Epidermal growth factor inhibits 14C-α-methyl-d-glucopyranoside uptake in renal proximal tubule cells: Involvement of PLC/PKC, p44/42 MAPK, and cPLA2

Abstract

The effect of EGF on ^14^C‐α‐methyl‐d‐glucopyranoside (α‐MG) uptake and its related signaling pathways were examined in primary cultured rabbit renal proximal tubule cells (PTCs). Epidermal growth factor (EGF) (50 ng/ml) was found to inhibit α‐MG uptake, a distinctive proximal tubule marker. The EGF effect was blocked by AG1478 (an EGF receptor antagonist) or genistein and herbimycin (tyrosine kinase inhibitors), respectively.
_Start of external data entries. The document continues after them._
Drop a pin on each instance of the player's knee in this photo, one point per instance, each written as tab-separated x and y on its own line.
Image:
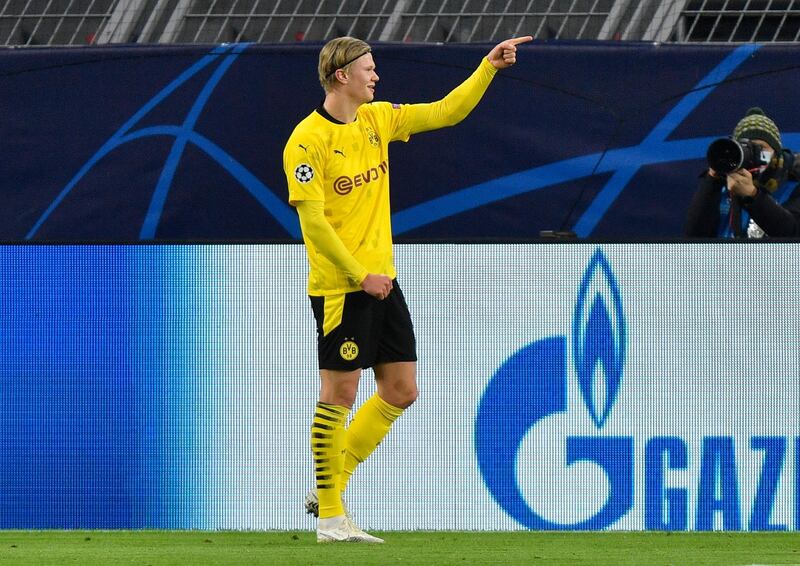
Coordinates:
409	395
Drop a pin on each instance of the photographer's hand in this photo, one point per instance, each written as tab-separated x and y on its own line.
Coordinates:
740	183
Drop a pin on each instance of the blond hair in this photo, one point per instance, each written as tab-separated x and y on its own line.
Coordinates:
338	54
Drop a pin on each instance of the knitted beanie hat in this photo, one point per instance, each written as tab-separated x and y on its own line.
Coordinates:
756	125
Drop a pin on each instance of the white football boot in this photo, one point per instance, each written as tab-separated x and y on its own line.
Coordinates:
343	529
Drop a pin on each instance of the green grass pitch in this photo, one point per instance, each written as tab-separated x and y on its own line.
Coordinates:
415	548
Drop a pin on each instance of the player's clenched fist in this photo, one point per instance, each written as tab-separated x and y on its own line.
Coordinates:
504	54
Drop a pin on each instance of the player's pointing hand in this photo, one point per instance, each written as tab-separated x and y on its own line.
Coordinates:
505	54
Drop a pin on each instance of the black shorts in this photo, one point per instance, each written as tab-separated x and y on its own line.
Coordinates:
371	331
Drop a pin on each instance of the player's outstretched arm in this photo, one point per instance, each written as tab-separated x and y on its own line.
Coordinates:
460	101
504	54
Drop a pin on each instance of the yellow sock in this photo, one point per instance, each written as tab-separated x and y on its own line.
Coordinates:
369	426
327	446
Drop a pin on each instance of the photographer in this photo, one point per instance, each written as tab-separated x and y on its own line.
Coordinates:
745	202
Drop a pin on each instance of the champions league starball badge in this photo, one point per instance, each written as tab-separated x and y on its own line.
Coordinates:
304	173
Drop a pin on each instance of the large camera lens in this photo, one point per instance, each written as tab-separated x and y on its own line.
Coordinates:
725	155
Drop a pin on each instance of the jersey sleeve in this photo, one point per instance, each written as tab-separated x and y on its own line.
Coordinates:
303	164
408	119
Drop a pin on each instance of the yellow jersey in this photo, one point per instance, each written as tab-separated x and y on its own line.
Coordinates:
346	167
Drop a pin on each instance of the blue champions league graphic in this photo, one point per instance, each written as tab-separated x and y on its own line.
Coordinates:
201	158
532	386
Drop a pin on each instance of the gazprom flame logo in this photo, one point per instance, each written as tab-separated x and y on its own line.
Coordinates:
598	332
532	385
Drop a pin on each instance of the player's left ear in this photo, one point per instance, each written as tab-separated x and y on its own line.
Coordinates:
341	76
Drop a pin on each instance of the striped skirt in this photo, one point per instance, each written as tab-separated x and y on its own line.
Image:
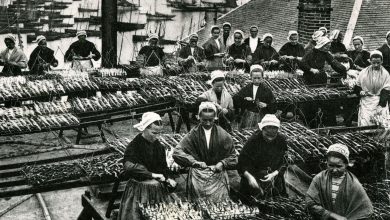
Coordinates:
136	192
250	119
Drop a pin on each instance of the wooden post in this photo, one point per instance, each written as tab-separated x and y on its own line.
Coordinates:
109	33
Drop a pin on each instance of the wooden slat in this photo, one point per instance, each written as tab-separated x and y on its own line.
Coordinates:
29	160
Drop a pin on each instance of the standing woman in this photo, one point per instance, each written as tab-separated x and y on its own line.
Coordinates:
359	56
214	49
255	99
373	85
313	42
239	54
336	193
41	58
145	164
314	61
221	98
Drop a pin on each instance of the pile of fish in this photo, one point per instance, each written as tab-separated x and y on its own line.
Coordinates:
37	123
104	166
228	210
95	168
173	211
107	102
189	89
38	108
112	83
199	210
303	144
46	174
283	208
37	88
106	72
In addition, the EGF‐induced inhibition of α‐MG uptake was blocked by neomycin and U73122 (phospholipase C inhibitors) as well as staurosporine, H‐7, and bisindolylmaleimide I (protein kinase C inhibitors). EGF was also observed to increase inositol phosphate formation. Furthermore, both the EGF‐induced inhibition of α‐MG uptake and increase of arachidonic acid (AA) release were blocked by AACOCF~3~ (a cytosolic phospholipase A~2~ inhibitor), indomethacin (a cyclooxygenase inhibitor), and econazole (a cytochrome P‐450 epoxygenase inhibitor). We examined the involvement of mitogen‐activated protein kinases (MAPKs) in mediating the effect of EGF on α‐MG uptake. Indeed, EGF increased phosphorylation of p44/p42 MAPK and the EGF‐induced inhibition of α‐MG uptake as well as the stimulatory effect of EGF on AA release was blocked by PD 98059 (a p44/42 MAPK inhibitor), suggesting a causal relationship. However, inhibitors of PKC also prevented the EGF‐induced increase of AA release. In conclusion, EGF partially inhibited α‐MG uptake via PLC/PKC, p44/42 MAPK, and PLA~2~ signaling pathways. J. Cell. Physiol. 199: 206–216, 2004© 2003 Wiley‐Liss, Inc.